JFK Memorabilia Auctioned 50 Years After President’s Assassination
Rare JFK memorabilia was auctioned on Sunday, 50 years after the president was assassinated during a parade.
Among the items auctioned was Kennedy’s Air Force One bomber jacket, which sold for $570,000. The auction contained items owned by longtime aide David Powers.
Reuters reports that Powers died in 1998. The jacket and other memorabilia was tucked away in drawers and file cabinets at Powers’ home.
Relatives discovered the items as they prepared the Arlington, Massachusetts home for sale, according to Dan Meader, auction appraiser at John McInnis Auctioneers.
Powers was close to JFK throughout the president’s political career. He remained close to the Kennedy family after the assassination and also became the curator of the John F. Kennedy Presidential Library and Museum in Boston until he retired in 1994.

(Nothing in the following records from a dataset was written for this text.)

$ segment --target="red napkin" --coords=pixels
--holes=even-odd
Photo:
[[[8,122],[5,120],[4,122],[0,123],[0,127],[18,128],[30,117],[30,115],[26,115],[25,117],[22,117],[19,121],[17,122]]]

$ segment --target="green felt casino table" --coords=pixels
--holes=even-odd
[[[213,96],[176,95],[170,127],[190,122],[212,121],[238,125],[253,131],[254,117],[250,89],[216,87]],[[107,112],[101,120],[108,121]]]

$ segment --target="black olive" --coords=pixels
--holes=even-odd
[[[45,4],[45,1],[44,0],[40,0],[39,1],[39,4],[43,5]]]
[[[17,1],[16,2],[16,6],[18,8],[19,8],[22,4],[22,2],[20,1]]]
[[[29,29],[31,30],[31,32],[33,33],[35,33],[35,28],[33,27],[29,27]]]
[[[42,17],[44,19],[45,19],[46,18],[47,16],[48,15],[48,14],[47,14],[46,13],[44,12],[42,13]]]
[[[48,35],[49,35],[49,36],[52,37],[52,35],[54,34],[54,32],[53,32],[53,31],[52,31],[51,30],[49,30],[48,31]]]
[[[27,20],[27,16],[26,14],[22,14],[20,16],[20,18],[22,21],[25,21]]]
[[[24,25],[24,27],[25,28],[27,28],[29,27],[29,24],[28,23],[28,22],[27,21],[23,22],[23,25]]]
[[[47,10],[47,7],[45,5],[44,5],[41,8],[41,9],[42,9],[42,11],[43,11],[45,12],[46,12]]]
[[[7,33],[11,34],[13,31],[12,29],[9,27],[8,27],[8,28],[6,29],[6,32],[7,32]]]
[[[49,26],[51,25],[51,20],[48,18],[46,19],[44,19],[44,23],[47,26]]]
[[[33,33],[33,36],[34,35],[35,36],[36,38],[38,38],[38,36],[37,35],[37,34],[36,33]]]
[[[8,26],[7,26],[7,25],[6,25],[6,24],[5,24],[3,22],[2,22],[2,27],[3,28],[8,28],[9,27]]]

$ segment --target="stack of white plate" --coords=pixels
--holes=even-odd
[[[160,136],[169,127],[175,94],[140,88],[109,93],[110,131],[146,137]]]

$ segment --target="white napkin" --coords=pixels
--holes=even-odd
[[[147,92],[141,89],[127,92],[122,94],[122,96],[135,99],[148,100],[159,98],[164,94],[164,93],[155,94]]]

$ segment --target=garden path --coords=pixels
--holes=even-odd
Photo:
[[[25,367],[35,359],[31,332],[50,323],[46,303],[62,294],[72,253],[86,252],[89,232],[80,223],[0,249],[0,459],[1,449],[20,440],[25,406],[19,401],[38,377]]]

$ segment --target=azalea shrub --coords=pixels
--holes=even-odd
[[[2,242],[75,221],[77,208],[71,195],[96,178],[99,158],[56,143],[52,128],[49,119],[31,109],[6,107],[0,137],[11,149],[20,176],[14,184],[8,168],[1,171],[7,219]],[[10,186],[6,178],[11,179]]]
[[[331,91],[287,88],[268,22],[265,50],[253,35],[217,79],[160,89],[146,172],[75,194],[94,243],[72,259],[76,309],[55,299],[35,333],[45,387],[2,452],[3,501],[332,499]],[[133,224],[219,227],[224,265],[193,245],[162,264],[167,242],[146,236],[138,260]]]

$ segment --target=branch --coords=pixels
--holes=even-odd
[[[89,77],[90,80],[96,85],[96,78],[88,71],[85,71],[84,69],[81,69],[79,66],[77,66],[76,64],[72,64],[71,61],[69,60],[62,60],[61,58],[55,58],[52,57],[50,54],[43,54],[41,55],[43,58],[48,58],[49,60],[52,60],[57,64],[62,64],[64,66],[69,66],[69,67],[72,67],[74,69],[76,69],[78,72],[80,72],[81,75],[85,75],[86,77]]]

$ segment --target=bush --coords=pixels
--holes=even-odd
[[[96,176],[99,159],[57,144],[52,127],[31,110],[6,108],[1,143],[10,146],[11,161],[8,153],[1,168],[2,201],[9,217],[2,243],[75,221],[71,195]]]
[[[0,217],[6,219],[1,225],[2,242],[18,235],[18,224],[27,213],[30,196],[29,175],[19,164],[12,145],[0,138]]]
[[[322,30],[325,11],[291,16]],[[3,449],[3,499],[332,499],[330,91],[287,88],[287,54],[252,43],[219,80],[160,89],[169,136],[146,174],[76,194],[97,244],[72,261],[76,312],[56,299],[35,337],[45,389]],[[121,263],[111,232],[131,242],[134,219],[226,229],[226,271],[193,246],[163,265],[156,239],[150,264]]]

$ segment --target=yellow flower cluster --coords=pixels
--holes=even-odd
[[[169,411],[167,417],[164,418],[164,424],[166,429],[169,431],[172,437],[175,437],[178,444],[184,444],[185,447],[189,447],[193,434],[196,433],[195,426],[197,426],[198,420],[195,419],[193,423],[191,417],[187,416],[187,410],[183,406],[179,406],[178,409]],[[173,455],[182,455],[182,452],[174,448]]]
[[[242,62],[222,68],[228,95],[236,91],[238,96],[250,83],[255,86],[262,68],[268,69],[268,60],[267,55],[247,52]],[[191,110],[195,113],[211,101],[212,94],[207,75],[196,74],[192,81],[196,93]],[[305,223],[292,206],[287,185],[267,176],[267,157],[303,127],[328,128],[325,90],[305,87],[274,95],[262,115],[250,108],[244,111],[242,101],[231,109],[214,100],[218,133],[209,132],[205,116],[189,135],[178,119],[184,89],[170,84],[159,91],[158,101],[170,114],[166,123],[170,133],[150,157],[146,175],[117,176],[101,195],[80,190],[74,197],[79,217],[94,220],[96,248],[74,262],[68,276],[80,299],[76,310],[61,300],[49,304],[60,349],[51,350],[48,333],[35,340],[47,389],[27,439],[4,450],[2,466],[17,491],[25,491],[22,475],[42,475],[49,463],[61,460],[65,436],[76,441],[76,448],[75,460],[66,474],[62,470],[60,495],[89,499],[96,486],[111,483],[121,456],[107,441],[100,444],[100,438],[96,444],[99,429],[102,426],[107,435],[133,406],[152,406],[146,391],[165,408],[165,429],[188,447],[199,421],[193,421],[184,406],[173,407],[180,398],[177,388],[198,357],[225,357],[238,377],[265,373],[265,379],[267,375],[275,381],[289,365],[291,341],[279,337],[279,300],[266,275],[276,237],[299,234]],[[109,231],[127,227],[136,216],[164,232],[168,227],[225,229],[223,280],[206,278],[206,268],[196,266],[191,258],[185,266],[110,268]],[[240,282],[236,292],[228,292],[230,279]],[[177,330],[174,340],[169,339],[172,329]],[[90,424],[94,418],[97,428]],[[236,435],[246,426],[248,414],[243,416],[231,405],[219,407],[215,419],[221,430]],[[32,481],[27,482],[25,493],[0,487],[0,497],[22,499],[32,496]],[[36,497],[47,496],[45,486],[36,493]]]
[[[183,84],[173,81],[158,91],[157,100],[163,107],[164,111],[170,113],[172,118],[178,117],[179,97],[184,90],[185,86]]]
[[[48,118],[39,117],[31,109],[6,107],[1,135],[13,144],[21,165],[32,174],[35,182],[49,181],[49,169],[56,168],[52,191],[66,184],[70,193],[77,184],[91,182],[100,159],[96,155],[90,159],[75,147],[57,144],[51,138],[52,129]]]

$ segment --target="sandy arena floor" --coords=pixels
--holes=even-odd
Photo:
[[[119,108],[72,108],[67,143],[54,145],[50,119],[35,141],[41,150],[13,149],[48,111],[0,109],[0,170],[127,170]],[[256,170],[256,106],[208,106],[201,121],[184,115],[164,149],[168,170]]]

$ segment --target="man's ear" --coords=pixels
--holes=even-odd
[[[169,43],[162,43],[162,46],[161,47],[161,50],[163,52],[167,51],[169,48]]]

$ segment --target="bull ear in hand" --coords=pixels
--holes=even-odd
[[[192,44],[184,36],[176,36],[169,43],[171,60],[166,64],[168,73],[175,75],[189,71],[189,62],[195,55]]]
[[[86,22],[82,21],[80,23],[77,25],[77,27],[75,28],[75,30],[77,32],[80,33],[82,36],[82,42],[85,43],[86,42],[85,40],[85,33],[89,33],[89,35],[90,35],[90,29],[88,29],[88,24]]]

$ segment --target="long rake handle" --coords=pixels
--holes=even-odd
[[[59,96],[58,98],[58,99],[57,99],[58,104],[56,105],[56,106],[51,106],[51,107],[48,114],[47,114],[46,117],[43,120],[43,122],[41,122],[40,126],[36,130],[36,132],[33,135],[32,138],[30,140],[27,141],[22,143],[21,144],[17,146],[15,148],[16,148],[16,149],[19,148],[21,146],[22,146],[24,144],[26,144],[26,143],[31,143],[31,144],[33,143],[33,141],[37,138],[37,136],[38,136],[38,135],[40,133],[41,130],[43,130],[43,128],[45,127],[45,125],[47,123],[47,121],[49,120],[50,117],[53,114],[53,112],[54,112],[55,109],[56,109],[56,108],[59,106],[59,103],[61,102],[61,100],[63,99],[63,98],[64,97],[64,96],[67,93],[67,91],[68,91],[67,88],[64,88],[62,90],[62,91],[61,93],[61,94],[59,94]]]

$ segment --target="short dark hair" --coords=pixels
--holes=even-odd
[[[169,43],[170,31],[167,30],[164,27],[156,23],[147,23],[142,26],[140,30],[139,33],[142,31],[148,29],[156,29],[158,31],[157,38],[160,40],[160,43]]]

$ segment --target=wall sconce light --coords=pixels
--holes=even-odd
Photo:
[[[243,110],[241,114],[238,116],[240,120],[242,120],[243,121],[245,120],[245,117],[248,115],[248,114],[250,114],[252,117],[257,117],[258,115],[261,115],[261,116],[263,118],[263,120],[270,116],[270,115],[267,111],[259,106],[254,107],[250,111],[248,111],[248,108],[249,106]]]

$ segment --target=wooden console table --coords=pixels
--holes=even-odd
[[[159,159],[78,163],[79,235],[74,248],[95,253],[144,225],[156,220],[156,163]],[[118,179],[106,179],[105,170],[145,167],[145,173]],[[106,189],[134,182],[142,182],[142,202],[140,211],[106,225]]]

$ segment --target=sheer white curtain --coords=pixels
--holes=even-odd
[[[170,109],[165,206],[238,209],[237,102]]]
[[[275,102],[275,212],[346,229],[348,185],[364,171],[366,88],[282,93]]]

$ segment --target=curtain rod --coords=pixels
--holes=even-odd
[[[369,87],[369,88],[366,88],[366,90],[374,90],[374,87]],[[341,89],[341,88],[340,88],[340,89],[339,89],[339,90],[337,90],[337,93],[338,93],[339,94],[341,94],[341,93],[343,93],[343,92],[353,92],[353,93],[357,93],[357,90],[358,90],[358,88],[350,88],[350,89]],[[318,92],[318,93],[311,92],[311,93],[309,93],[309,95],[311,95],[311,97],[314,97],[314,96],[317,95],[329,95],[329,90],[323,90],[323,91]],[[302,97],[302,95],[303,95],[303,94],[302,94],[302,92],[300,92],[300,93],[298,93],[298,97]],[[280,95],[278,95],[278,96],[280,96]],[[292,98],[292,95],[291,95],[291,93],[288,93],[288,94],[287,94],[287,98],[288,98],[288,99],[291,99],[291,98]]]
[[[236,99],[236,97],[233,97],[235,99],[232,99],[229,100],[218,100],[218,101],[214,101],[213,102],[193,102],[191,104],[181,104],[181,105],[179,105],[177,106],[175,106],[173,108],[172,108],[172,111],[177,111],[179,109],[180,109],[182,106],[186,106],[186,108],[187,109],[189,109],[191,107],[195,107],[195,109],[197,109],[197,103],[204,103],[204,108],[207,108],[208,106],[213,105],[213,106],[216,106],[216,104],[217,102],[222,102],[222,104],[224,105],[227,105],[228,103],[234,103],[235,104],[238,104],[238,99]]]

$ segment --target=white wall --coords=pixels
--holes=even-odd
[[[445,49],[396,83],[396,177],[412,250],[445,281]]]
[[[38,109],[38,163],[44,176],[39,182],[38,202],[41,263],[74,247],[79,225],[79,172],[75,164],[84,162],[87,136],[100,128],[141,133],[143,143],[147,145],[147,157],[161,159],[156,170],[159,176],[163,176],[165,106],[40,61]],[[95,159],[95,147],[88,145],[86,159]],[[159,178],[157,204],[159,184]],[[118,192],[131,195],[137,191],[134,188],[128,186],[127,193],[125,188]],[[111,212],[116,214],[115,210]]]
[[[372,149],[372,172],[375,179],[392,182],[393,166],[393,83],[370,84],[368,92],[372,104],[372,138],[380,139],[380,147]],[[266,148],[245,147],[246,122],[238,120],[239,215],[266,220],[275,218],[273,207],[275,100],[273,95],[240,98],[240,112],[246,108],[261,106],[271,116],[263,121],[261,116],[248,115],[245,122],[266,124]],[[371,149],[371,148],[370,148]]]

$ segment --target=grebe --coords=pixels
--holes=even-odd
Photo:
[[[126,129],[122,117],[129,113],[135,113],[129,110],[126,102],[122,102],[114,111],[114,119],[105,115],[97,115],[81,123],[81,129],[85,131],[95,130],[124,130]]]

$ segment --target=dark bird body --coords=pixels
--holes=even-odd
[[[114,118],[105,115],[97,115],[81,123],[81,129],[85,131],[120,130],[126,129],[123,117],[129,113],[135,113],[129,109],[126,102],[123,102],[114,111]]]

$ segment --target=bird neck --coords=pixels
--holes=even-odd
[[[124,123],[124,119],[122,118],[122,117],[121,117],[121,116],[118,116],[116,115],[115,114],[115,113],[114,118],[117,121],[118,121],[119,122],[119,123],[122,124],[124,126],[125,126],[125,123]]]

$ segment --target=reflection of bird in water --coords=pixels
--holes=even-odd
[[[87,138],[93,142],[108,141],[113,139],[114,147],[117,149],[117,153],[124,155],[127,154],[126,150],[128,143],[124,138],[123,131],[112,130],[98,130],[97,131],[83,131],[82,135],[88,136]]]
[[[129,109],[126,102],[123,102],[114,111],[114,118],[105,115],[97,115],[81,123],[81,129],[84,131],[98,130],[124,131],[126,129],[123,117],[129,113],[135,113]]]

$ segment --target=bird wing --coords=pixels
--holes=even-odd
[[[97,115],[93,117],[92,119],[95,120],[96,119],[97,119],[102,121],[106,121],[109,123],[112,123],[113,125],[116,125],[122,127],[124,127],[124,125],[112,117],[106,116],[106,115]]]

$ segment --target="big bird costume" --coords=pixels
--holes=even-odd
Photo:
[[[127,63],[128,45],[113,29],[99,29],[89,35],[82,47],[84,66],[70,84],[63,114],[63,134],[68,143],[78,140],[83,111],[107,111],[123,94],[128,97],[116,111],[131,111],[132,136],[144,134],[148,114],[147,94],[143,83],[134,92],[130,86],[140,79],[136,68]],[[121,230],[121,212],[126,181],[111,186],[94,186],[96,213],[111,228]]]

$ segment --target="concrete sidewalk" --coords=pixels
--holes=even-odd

The auction started on Sunday morning and ran into the evening, notes Yahoo! News. Along with the Air Force One bomber jacket, attendees also bid on letters from former first lady Jackie Kennedy and books inscribed by the former president.
The jacket was expected to fetch $20,000 to $40,000 or more, making the purchase price of $570,000, plus a buyer’s premium, impressive. Meader added:
“The amazing thing about this whole thing is that it shows the personal connection. This is stuff that’s true, it’s pure, it’s right from the family home … right from the president’s best friend.”
A schedule kept by Powers that detailed the last two days he had with Kennedy in Dallas and San Antonio was also auctioned. Because he was an aide to the president, Powers traveled with Kennedy. He rode in motorcades, monitored the reaction of crowds, and spoke with the president about what his consultants wanted. Meader explained:
“He was basically the eyes and ears of the American public. Dave was the pulse of the nation.”
Also included in the JFK memorabilia auction was a pen the former president used to sign an interdiction order during the Cuban missile crisis.